Sunday, December 30, 2012

Today I have pondered on what the Dr has said to me.  She has not said much about diet yet, but we are going to talk about it Wednesday.  I have been trying to watch my sugars, trying, its hard, but technically its easier than before when I just wanted to lose weight!  Go figure.  When it is a necessity it comes easier.   

I researched one of the drugs that Kristine said that I "most likely" will be on.   It's more disheartening than when I found out I was going to have a C-section!  And that was really the last thing I wanted to do when having my first and possibly only child.  So, its called Byetta, said Bi-ay-ta.  And apparently what I thought was a new pill is actually an injectible drug.  That means that I am going to be insulin dependant.  Not the first thing that I expected to be doing as a newly diagnosed diabetic.   

I guess you pray long enough and hard enough to lose weight and God provides an option.  Not the option I was hoping for, but his will is what I will be doingDon't get me wrong I never prayed that divine intervention would take over and *POOF* Skinny, but I prayed for the strength and the will power to have the ability to lose weight.  Little did I know he said diabetes will give her the strength to say no to sweets, goodies, and candy.  It really is a little funny!   You ask and you shall receive. 

Hmmmm.....maybe next time I ask for something I will make a plan, lay it all out on paper, get a presentation together......THEN pray in a manner suitable for me.  lol.   Today I make of it what I can. 


SMILE
:D 

Friday, December 28, 2012

New Chapter

           
          So, on December 20th, I found out that I am diabetic.  It's called Diabetes.  Everyone knows this but it is strange to say it.  "I have Diabetes!"  For me it is easier and less real to say "I am diabetic."  I am not sure why, or the reason, but it just suites me better that way.   I was not told a whole lot yet.  I was put on glucophage, one pill a day for seven days, then two pills a day for, well...until I am told to do something different! 

          In my new journey, I decided that I will write down my feelings and thoughts. Today is the second day I started the two pills a day.  They said it would have side affects....lol, side affects, right?!?!?!   I had not had said side affects, yet.  So, I decided to go to Dollar Tree.   Just when you don't expect the "side affects" to happen, they do!   I had to stand in an aisle until the urge had left me and told my husband my tummy was not under control, and the best part.....I was not sure it would get under control.   The only problem was that it happened three times at the store.  Luckily, my husband new about the restrooms that were available to customers.  

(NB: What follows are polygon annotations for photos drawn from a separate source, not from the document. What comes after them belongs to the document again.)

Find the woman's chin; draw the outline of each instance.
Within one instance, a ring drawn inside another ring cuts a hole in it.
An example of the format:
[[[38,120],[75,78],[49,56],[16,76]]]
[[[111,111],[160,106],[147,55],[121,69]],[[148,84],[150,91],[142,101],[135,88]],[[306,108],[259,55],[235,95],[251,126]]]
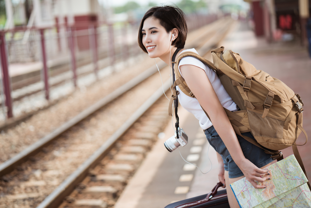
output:
[[[154,54],[153,53],[148,53],[148,55],[149,56],[149,57],[151,59],[154,58],[158,58],[158,56]]]

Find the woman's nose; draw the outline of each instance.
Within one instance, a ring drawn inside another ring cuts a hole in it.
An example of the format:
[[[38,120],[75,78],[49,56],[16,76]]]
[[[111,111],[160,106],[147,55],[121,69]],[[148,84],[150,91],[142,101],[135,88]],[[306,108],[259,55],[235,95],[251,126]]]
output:
[[[148,43],[151,42],[151,40],[149,38],[149,36],[146,35],[145,36],[145,42],[146,43]]]

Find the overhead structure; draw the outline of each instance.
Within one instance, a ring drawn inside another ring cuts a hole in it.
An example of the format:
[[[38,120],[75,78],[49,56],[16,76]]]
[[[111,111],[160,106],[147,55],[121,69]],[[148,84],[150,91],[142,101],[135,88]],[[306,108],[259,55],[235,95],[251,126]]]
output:
[[[310,0],[244,0],[251,5],[257,36],[268,41],[282,38],[286,33],[300,37],[307,44],[305,29],[311,12]]]

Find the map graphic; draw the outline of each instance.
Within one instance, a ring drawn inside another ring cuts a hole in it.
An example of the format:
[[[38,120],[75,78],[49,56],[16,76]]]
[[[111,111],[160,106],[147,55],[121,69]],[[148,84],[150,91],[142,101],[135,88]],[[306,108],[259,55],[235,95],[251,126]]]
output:
[[[294,155],[264,169],[271,178],[260,183],[265,189],[254,188],[245,178],[230,184],[241,208],[311,207],[308,179]]]

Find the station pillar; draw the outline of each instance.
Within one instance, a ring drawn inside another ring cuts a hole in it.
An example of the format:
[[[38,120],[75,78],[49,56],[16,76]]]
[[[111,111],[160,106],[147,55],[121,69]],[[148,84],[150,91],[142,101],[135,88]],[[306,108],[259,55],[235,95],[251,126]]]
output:
[[[308,0],[299,0],[299,7],[301,45],[305,46],[308,44],[306,26],[309,16],[309,1]]]
[[[262,0],[254,1],[252,2],[253,18],[255,23],[255,32],[257,36],[264,35],[263,8],[264,3],[264,1]]]

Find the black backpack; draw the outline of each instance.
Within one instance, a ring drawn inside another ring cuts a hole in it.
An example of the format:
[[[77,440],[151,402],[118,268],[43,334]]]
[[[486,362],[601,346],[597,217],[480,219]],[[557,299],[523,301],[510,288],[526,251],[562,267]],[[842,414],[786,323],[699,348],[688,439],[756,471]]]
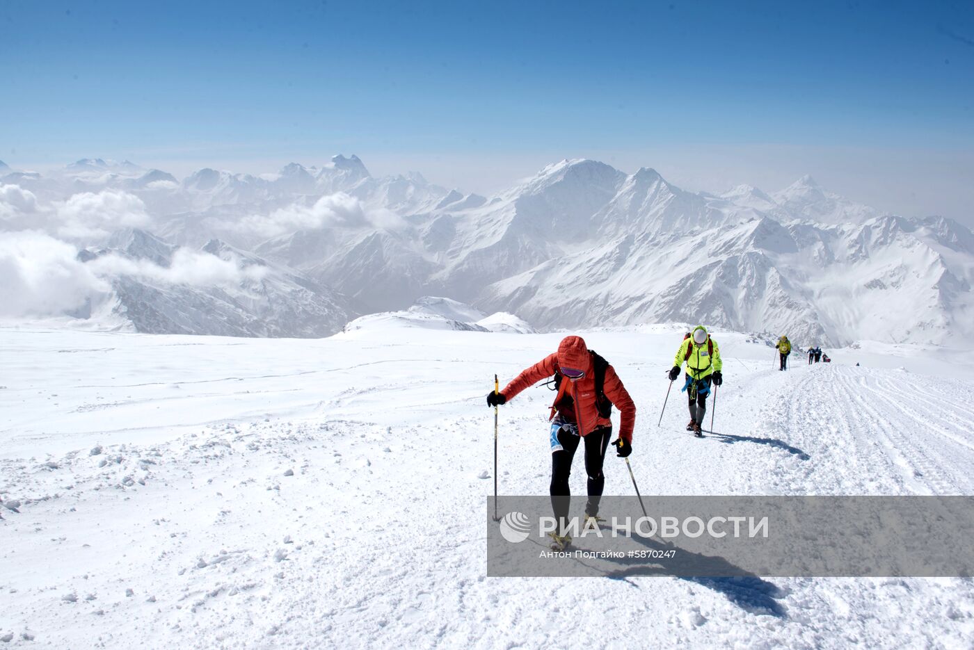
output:
[[[609,362],[603,359],[595,350],[588,350],[588,353],[592,355],[592,366],[595,370],[595,408],[599,412],[599,417],[609,417],[612,415],[612,400],[606,397],[605,394],[606,369],[609,367]],[[562,377],[560,372],[555,371],[554,388],[552,390],[561,388]],[[575,400],[572,396],[566,393],[554,407],[559,411],[571,409],[574,407],[574,402]]]

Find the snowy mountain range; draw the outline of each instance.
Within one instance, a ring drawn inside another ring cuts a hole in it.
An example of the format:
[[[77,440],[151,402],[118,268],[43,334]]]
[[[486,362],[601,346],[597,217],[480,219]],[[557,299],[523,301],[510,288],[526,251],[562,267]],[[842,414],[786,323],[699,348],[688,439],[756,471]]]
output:
[[[356,156],[182,181],[100,159],[0,174],[19,203],[29,194],[52,214],[79,195],[135,198],[148,250],[130,241],[130,256],[169,246],[267,271],[234,295],[114,277],[116,313],[139,331],[321,336],[359,313],[444,296],[543,329],[702,322],[829,345],[974,334],[970,231],[881,214],[807,176],[780,192],[741,185],[718,196],[650,168],[566,160],[485,198],[416,172],[376,178]],[[86,255],[107,246],[78,244]]]

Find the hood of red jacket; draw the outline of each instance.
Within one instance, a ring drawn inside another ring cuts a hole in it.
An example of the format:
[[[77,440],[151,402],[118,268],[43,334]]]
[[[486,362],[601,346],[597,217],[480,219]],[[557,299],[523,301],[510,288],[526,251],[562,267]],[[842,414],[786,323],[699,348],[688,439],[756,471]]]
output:
[[[591,370],[592,355],[581,337],[565,337],[558,345],[558,366],[588,372]]]

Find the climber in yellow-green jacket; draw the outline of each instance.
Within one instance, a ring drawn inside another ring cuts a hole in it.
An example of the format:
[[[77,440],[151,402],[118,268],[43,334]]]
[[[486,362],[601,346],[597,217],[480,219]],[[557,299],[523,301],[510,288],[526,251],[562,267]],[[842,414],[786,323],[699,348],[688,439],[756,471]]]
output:
[[[781,368],[778,370],[785,370],[788,368],[788,355],[791,354],[791,342],[788,337],[781,337],[774,346],[778,348],[778,357],[781,359]]]
[[[680,366],[684,361],[687,362],[687,380],[683,390],[690,397],[690,424],[687,425],[687,430],[700,436],[700,424],[707,411],[710,385],[713,383],[719,386],[724,383],[724,377],[721,375],[721,349],[702,325],[697,325],[692,334],[684,337],[683,343],[673,358],[670,381],[675,381],[680,377]]]

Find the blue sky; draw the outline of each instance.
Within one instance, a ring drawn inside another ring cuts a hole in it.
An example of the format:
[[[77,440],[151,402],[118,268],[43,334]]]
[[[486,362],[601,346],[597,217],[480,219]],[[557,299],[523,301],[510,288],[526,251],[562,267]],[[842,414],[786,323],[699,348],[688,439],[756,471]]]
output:
[[[588,157],[690,189],[807,172],[907,214],[974,204],[974,3],[280,4],[3,0],[0,160],[342,152],[490,192]]]

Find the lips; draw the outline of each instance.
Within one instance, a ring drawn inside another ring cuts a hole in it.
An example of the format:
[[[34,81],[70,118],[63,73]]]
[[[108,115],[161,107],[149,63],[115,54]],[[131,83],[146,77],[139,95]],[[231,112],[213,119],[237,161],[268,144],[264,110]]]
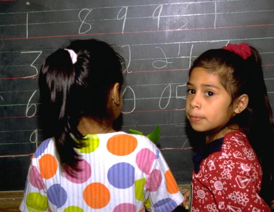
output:
[[[197,122],[201,121],[204,119],[204,118],[202,117],[199,117],[199,116],[194,116],[192,115],[189,115],[189,120],[190,121],[193,121],[193,122]]]

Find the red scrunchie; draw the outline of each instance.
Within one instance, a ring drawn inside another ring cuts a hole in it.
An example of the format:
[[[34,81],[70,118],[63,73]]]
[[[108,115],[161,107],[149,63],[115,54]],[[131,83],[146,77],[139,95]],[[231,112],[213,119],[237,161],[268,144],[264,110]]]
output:
[[[226,47],[223,47],[223,49],[238,55],[244,60],[252,55],[251,49],[249,46],[244,43],[242,43],[238,45],[228,44]]]

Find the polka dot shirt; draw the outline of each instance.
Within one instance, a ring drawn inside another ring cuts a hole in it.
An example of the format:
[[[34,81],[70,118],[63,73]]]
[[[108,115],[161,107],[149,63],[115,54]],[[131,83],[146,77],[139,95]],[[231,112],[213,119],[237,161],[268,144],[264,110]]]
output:
[[[146,137],[119,132],[85,136],[75,172],[61,167],[52,139],[35,152],[24,211],[170,211],[183,197],[159,150]],[[73,173],[73,174],[72,174]]]

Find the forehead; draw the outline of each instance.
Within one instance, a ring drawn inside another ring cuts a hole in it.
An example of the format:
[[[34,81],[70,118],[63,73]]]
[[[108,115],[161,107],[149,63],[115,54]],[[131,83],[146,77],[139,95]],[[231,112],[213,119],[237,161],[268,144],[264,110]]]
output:
[[[189,82],[194,84],[214,83],[222,86],[217,73],[210,72],[208,69],[201,67],[196,67],[192,69],[189,76]]]

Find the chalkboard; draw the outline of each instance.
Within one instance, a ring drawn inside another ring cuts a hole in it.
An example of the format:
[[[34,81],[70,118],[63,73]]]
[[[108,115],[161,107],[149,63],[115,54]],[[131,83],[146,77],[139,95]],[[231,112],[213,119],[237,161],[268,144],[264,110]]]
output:
[[[89,38],[114,45],[126,60],[122,130],[146,134],[159,124],[158,146],[178,183],[190,184],[184,104],[191,61],[229,42],[254,46],[272,105],[273,17],[273,0],[0,0],[0,190],[24,189],[44,139],[43,61],[70,40]]]

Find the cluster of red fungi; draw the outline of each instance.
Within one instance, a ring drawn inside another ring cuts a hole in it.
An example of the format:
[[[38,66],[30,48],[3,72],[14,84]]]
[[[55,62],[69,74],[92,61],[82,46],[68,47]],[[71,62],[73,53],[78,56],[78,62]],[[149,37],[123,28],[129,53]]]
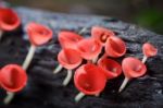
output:
[[[20,24],[20,17],[12,9],[0,8],[0,37],[3,32],[14,31]],[[5,104],[10,103],[15,92],[25,87],[26,70],[36,48],[52,39],[52,31],[35,22],[26,25],[26,32],[32,46],[24,63],[22,65],[7,64],[0,69],[0,86],[8,93],[4,98]],[[67,69],[67,76],[63,82],[63,85],[67,85],[75,70],[74,84],[79,91],[75,97],[76,101],[85,95],[100,95],[108,81],[124,73],[125,80],[118,89],[121,92],[128,81],[142,76],[147,72],[145,64],[147,58],[158,52],[153,45],[146,43],[142,46],[145,55],[142,60],[126,57],[120,63],[114,58],[125,56],[126,44],[115,36],[114,32],[101,26],[92,26],[91,36],[86,38],[74,32],[62,31],[59,33],[59,41],[62,47],[58,55],[60,64],[53,73],[60,72],[63,68]]]

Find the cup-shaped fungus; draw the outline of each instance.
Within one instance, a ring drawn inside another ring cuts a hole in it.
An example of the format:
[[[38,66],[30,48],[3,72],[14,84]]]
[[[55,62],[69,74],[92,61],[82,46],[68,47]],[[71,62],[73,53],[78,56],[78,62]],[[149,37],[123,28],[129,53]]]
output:
[[[67,85],[72,79],[72,70],[82,63],[79,52],[73,48],[63,48],[58,55],[60,67],[67,69],[67,75],[63,81],[63,85]],[[55,71],[54,71],[55,72]]]
[[[21,20],[16,12],[9,8],[0,8],[0,38],[3,32],[10,32],[18,27]]]
[[[122,62],[122,69],[125,75],[125,80],[118,92],[122,92],[125,88],[129,80],[142,76],[147,71],[145,63],[134,57],[125,58]]]
[[[62,48],[73,48],[77,49],[76,45],[78,41],[84,39],[80,35],[73,33],[73,32],[60,32],[59,33],[59,41]],[[62,65],[59,64],[53,73],[59,73],[62,70]]]
[[[103,46],[106,41],[106,39],[111,36],[114,36],[115,34],[108,28],[101,27],[101,26],[92,26],[91,28],[91,36],[99,40]]]
[[[60,32],[59,41],[62,48],[74,48],[76,49],[76,44],[84,39],[80,35],[73,32]]]
[[[27,74],[17,64],[8,64],[0,70],[0,86],[4,88],[8,96],[4,98],[4,104],[9,104],[14,93],[24,88],[27,83]]]
[[[75,101],[79,101],[85,95],[100,94],[105,87],[106,77],[101,68],[87,63],[75,71],[74,83],[79,91]]]
[[[149,57],[154,57],[158,53],[158,49],[152,44],[146,43],[142,46],[142,62],[145,63]]]
[[[77,44],[77,49],[84,59],[96,62],[102,46],[95,38],[85,38]]]
[[[125,43],[116,36],[111,36],[106,39],[105,43],[105,55],[118,58],[126,53],[126,45]]]
[[[121,64],[109,58],[99,59],[98,65],[105,72],[108,80],[117,77],[122,73]]]
[[[32,46],[23,63],[24,70],[28,68],[34,57],[36,47],[45,45],[50,39],[52,39],[52,31],[45,25],[32,22],[26,26],[26,31],[27,31]]]

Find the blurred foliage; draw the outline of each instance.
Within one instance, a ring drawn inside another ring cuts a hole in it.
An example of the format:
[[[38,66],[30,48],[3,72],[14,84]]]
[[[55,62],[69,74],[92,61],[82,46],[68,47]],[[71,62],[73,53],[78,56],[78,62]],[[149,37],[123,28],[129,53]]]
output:
[[[5,0],[17,7],[114,16],[163,34],[163,0]]]
[[[139,12],[135,21],[140,25],[148,27],[156,33],[163,34],[163,12],[149,9]]]

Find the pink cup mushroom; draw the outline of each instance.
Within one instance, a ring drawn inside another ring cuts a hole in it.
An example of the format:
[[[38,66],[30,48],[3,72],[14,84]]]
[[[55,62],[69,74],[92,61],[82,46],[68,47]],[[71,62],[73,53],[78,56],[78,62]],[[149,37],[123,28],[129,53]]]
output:
[[[125,43],[116,36],[111,36],[105,43],[105,53],[109,57],[118,58],[126,53]]]
[[[101,68],[87,63],[75,71],[74,83],[80,91],[76,95],[75,101],[79,101],[85,95],[100,94],[105,87],[106,77]]]
[[[21,24],[21,20],[12,9],[0,8],[0,38],[3,32],[14,31]]]
[[[59,33],[59,41],[62,48],[73,48],[77,49],[76,45],[78,41],[84,39],[80,35],[73,32],[60,32]],[[59,73],[62,70],[62,65],[58,65],[53,73]]]
[[[108,80],[117,77],[122,73],[121,64],[109,58],[99,59],[98,65],[105,72]]]
[[[153,45],[146,43],[142,46],[142,62],[145,63],[149,57],[154,57],[158,53],[158,49]]]
[[[59,41],[62,48],[74,48],[76,49],[76,44],[84,39],[80,35],[73,32],[60,32]]]
[[[101,26],[92,26],[91,28],[91,36],[99,40],[103,46],[105,45],[106,39],[114,35],[115,34],[112,31]]]
[[[63,85],[67,85],[72,79],[72,70],[82,63],[79,52],[73,48],[63,48],[58,55],[60,67],[67,69],[67,75],[63,81]],[[55,72],[55,71],[54,71]]]
[[[52,39],[52,31],[45,25],[32,22],[27,25],[26,31],[29,36],[32,46],[23,63],[24,70],[27,70],[34,57],[36,47],[42,46],[47,44],[50,39]]]
[[[4,104],[9,104],[14,97],[14,93],[24,88],[27,83],[27,74],[17,64],[8,64],[0,70],[0,86],[4,88],[8,96]]]
[[[142,76],[147,71],[146,65],[139,59],[134,57],[125,58],[122,62],[122,69],[125,74],[125,80],[118,92],[122,92],[125,88],[129,80]]]
[[[77,49],[84,59],[96,63],[102,46],[95,38],[85,38],[77,44]]]

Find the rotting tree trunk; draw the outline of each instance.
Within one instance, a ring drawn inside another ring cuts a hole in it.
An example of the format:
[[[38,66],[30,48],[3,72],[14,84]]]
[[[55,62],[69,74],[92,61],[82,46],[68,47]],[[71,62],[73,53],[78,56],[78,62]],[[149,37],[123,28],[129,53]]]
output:
[[[133,24],[127,24],[112,17],[68,15],[49,13],[25,8],[15,9],[22,17],[22,28],[13,33],[4,34],[0,43],[0,67],[8,63],[22,64],[29,41],[25,34],[25,25],[35,21],[50,26],[54,31],[53,40],[38,48],[27,70],[29,80],[26,88],[17,93],[11,105],[4,106],[2,99],[4,91],[0,91],[0,108],[163,108],[163,36],[154,34]],[[74,97],[78,93],[73,81],[66,87],[62,81],[65,70],[59,74],[52,74],[58,64],[57,56],[60,45],[57,34],[61,29],[79,32],[87,27],[84,36],[90,36],[90,28],[101,25],[115,32],[127,44],[127,57],[142,58],[142,44],[149,41],[158,47],[156,57],[147,61],[148,73],[133,80],[127,87],[117,93],[124,76],[109,81],[100,97],[85,97],[75,104]]]

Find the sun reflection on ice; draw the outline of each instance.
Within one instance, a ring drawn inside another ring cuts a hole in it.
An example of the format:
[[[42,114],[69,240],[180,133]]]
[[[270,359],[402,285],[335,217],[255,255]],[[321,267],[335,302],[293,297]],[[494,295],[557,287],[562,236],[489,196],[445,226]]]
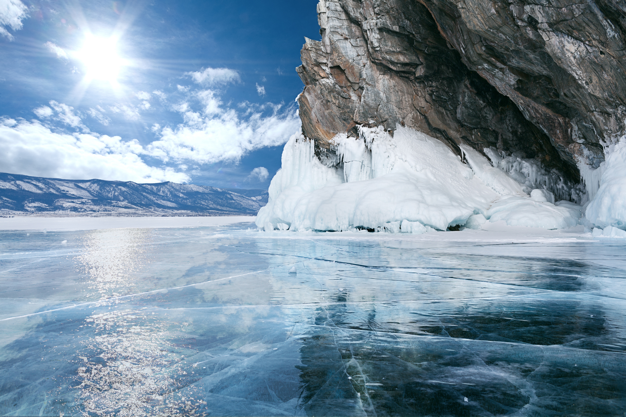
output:
[[[92,230],[81,239],[84,251],[77,260],[88,278],[88,297],[106,300],[133,292],[138,275],[150,262],[146,245],[151,242],[150,229],[112,229]]]
[[[147,307],[146,307],[147,308]],[[188,387],[193,378],[175,346],[162,334],[171,324],[140,310],[95,314],[86,326],[95,333],[77,357],[77,385],[86,415],[172,415],[193,411],[204,404],[190,401],[197,394]],[[168,323],[168,324],[165,324]],[[91,354],[91,356],[90,356]],[[188,387],[185,389],[181,388]],[[158,410],[158,411],[157,411]]]

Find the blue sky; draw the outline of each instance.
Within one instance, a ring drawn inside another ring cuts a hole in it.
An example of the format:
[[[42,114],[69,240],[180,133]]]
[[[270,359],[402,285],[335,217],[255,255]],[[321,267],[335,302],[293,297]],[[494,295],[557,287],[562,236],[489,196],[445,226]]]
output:
[[[0,0],[0,171],[267,188],[317,0]]]

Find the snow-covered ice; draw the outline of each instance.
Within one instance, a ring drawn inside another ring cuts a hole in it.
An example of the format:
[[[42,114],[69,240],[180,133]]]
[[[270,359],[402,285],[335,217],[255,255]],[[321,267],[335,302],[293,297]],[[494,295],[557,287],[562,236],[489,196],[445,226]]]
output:
[[[626,239],[470,219],[0,231],[0,414],[622,415]]]
[[[120,227],[197,227],[254,222],[254,216],[163,217],[0,217],[0,230],[89,230]]]
[[[321,160],[312,141],[301,133],[292,136],[257,226],[266,230],[367,229],[414,234],[427,228],[475,229],[475,222],[466,224],[476,215],[511,226],[563,229],[578,224],[582,207],[555,201],[555,192],[577,201],[579,190],[567,188],[562,178],[531,162],[505,158],[485,149],[490,162],[464,145],[461,158],[441,141],[401,126],[393,136],[382,126],[359,130],[356,138],[336,136],[334,153]],[[403,224],[409,229],[403,230]]]
[[[587,207],[586,217],[600,229],[626,229],[626,136],[605,150],[599,189]]]

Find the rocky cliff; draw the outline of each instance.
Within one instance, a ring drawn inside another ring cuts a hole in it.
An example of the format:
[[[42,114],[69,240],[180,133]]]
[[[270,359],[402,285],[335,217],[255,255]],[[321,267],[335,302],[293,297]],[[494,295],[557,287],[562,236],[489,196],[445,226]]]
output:
[[[317,13],[298,102],[327,166],[342,163],[337,133],[406,126],[461,158],[466,145],[534,160],[580,202],[581,172],[623,134],[623,0],[322,0]]]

         After all was said and done, I have learned my lesson(s).    1. Don't underestimate the almighty SIDE AFFECT,  2. I am still not sure what I am doing with my diabetes,   and 3. I just wing it.....for now. 
I will learn what I am supposed to do and follow all my orders, but until then I am trying to stay away from sugar, and I am trying to cut back on my starches.   For someone who LOVES sugar, and goodies, I was a good girl today and went to a childs Birthday party and did not have cake or ice cream!  I was very proud of myself.  I almost broke my arm patting myself on the back! DOH!  Then the pinata came....they key to Tritan's undoing.   Well, I did not gorge myself on candy, but I did savor one lovely, smooth, delectable Tootsie Roll.   It was heaven in a little piece of plasticky chocolate.  

          I move on to the next day.  But my blood sugars look better now than they did last week.  Of course last week I checked them after a meal and this week is before breakfast and before dinner.  We will see how things go.  Hopefully better than they have as my body has been coping for who knows how long.